Sería un rato después, pasmando ante la poderosa grandeza del paisaje, cuando tuve que proceder a iniciar un Diccionario de Ideas Recibidas de José Caruncho. Yo había subrayado su proximidad a la veneración por la naturaleza que transmite la fotografía de Ansel Adams. Él retrucó:

 

—Si quieres saber por dónde pasea Dios, mira los paisajes de Ansel Adams.

 

A continuación añadiría:

 

—Y si quieres saber por qué creó al hombre, mira los retratos de Paul Strand… ¡Es gente a la que dan ganas de abrazar!

 

 

Al de Barda le siguió hoy un desvío hasta la playa de Balarés, donde apenas quedan rastros de la actividad, entre los años de la Guerra y mediados de los 60, de Titania, S. A. Fue uno de los yacimientos descubiertos y explotados por el introductor en España de la ciencia geoquímica: aquel Isidro Parga Pondal que había excavado Dombate, nacido en Laxe en 1900, y sobrino nieto del gran poeta bergantiñano con el que comparte apellido.

 

El don Isidro de este amoroso paisaje de Balarés se licencia en Ciencias Químicas por la Universidad de Madrid a los veintidós años, y sólo un año después gana por oposición una plaza de profesor auxiliar en la universidad compostelana, que es donde acaba perfilando su vocación. Ocurre hacia 1927, precisamente con el trabajo sobre esta playa (Análisis de la ilmenita de Balarés) que marca el estreno de los estudios geoquímicos entre nosotros.

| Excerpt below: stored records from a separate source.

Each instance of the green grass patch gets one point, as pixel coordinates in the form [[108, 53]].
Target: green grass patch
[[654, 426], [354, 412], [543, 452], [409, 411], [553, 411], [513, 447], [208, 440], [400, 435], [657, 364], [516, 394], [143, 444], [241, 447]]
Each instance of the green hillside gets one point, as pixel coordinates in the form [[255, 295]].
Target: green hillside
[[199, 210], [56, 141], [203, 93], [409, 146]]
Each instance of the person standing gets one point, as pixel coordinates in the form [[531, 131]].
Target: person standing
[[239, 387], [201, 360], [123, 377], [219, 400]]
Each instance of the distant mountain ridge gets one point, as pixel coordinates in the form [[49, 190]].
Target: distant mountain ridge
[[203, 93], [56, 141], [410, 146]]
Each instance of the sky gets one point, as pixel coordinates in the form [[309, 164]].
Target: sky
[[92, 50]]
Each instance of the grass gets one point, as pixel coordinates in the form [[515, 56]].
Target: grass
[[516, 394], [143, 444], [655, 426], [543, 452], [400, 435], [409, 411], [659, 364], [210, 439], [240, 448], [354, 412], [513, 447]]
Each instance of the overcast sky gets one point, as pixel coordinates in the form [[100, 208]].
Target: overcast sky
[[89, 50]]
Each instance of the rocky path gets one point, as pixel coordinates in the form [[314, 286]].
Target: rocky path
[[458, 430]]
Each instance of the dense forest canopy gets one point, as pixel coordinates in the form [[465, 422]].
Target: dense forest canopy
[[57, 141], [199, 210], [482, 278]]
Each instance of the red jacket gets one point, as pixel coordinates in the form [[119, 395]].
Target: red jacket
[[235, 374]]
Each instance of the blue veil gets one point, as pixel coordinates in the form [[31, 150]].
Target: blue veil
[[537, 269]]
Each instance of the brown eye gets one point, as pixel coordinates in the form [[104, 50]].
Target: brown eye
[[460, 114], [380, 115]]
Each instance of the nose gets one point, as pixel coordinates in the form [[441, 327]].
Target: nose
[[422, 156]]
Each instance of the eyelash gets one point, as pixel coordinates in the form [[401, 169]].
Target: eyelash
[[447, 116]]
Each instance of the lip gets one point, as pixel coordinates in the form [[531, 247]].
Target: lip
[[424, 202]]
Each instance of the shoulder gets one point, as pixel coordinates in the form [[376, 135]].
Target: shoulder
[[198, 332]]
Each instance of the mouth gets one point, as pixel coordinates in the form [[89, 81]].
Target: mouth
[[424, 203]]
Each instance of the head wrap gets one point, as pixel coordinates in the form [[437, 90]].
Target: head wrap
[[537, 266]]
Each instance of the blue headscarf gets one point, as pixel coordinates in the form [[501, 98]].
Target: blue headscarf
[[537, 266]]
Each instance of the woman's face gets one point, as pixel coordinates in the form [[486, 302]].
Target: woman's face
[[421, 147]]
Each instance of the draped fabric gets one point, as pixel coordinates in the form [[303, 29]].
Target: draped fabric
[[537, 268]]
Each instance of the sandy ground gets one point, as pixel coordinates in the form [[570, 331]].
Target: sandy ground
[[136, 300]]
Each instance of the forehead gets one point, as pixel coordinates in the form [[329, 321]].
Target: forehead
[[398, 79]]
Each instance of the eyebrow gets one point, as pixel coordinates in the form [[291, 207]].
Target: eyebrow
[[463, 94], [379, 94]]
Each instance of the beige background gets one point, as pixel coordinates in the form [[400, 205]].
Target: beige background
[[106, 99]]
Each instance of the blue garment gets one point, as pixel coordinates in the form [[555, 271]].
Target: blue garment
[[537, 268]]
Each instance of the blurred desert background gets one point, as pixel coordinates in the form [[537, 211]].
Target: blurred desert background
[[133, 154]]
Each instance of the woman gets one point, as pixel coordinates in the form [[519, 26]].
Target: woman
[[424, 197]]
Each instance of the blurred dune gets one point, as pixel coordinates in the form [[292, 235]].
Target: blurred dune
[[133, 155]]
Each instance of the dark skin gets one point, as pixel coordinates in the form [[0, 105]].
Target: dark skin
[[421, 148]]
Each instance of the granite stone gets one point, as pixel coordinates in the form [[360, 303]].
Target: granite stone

A esto le sigue una beca de la Junta para Ampliación de Estudios gracias a la cual puede completar su formación en Zúrich, con eminencias mundiales que lo recibirán como uno de ellos tras hacer la lectura, en el 34, de su tesis de doctorado. Así pues, todo va perfectamente encaminado, e incluso cuenta ya con un equipo de colaboradores, cuando de repente irrumpe el alzamiento militar.

 

Republicano y galleguista, don Isidro está a punto de ser “paseado” por los facciosos, y de lo que no se libra es de su expulsión de la universidad, en cuyo claustro no mueven ni un dedo para impedirlo. Entonces orienta su carrera profesional a la minería, impulsando y dirigiendo dos empresas en las que pudo aplicar sus valiosísimos conocimientos: Kaolines de Lage, S.A., y Titania, S. A. (Minas y Canteras).

 

Tras el fin de la Guerra, aparte de perseverar en una fructífera relación con el grupo Zeltia, funda en 1946 el Laboratorio Xeolóxico de Laxe. Es su principal apuesta y tarda sólo unos años en ganar prestigio internacional. De manera que, desde los 50 a los 70, no deja de atraer sabios de universidades francesas, inglesas, holandesas y portuguesas, que vienen con sus alumnos más brillantes, y eso a pesar de que al principio es obligado hacer en burro el tramo entre Carballo y Laxe.

 

Pero todo este batallar sufrió un durísimo revés con el accidente de tráfico que, en 1978, acabó con la vida de su mujer y del hijo que se había convertido en su mejor cómplice y futuro continuador. Don Isidro se sume entonces en una honda depresión, falta un pelo para que destruya todos los archivos e incluso lo ronda la idea del suicidio. Hasta que se produce la intervención providencial que, aparte de animarlo a seguir adelante, pone todo a salvo en el complejo fabril de Cerámicas do Castro. Con Isaac Díaz Pardo (genio en mandilón, gigante comprimido) de factótum (como tantas otras veces, antes de la actual hecatombe).

 

Ahora queda como una de las huellas de aquello todo este muelle de Balarés; a donde, según lo que algunos califican como una simple leyenda urbana, el barco O Rutilo venía a cargar titanio para los alemanes durante la Segunda Guerra Mundial. En la punta, al abrigo de una barbacana, se plantó hace unos años una escultura de Moncho amigo (inspirada en las arañas de Louise Bourgeois, de no ser por la severidad casi geométrica y por el material, acero cortén), al lado de la cual hay que acodarse un rato. Es una acción que invitará a pasmar ante la tenacidad del océano que no cesa en su enviarnos olas, reglamentariamente, en series de nueve que tardan medio minuto en cumplir su ciclo.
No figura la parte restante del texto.